Insurance can be a useful tool for someone making their estate plan, but for business owners there are unique advantages. A business owner may use insurance to provide for the smooth transfer of their business, to equalize their estate, and to maximize the value of their estate. 

Providing for a Smooth Transfer

Insurance can be a cost-effective way to provide for liquidity in an estate, so a business can be transferred smoothly to the beneficiaries. The death of the business owner will trigger a deemed disposition of their shares at fair market value immediately before death. A resulting taxable capital gain on the growth of the shares may be owing, and an insurance policy can provide a tax-free payment to the beneficiaries so they can pay the tax liability that will be owing.  By naming beneficiaries of an insurance policy, probate tax will not be payable on the payment and a creditor of the estate cannot make a claim for it. 

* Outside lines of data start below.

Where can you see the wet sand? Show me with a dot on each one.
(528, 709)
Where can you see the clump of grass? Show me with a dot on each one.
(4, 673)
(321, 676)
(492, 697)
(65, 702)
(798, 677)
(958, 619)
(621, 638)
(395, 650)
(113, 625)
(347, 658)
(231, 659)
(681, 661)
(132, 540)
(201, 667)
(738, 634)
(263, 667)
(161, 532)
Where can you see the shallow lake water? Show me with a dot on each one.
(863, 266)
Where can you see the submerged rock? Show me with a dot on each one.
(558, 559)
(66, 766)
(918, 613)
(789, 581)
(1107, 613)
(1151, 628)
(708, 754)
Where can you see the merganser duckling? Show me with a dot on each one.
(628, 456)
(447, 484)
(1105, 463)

In many cases, a corporate-owned life insurance policy makes sense, where the company is both the owner and the beneficiary of the policy. Generally, corporations have a lower income tax rate than for an individual, so the after-tax cost of the premiums may be lower if it is paid by the corporation rather than the person. Upon the death of the person whose life is insured, the corporation receives the life insurance proceeds and it may be paid as a dividend to the shareholders. The death benefit above the adjusted cost basis is credited to the company’s Capital Dividend Account (”CDA”) and can be paid out tax free to the remaining shareholders. The shareholders/estate can then use the dividends to pay the taxes owing by the company. 

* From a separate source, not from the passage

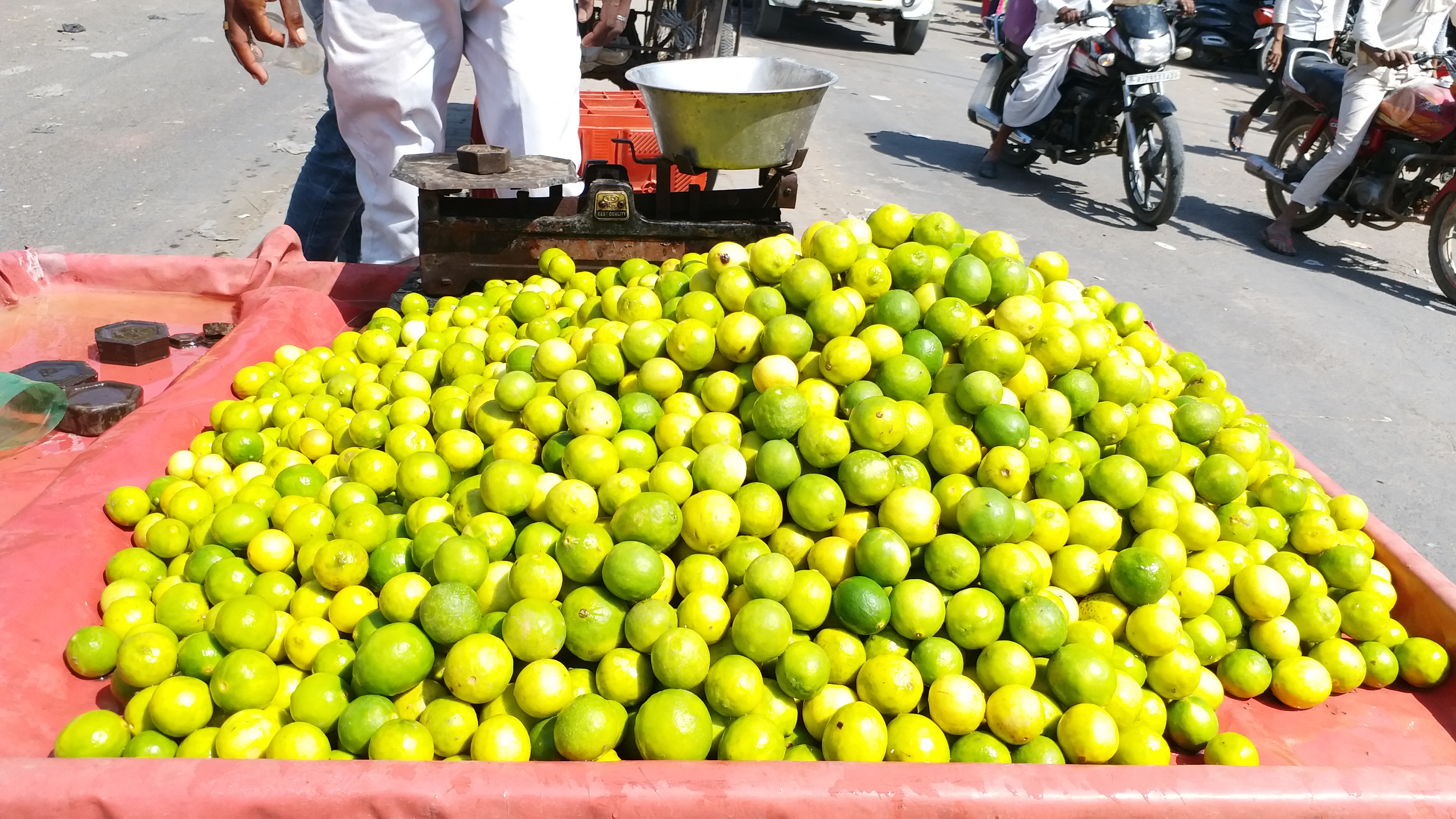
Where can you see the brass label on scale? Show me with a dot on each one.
(611, 206)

Liquidity is very important to most affluent individuals as the tax bill is based on assets that are often not liquid or whose values have changed since the deemed disposition and might not be able to generate the cash flow needed to pay taxes if value changes between the date of death and the date taxes are due.

Insurance may be useful in an estate freeze to pay for the future tax liability of the company. With the proceeds from the policy, the company can continue operating so it can be sold for the best price possible or while the management team is being reorganized and allow frozen shares to be bought out.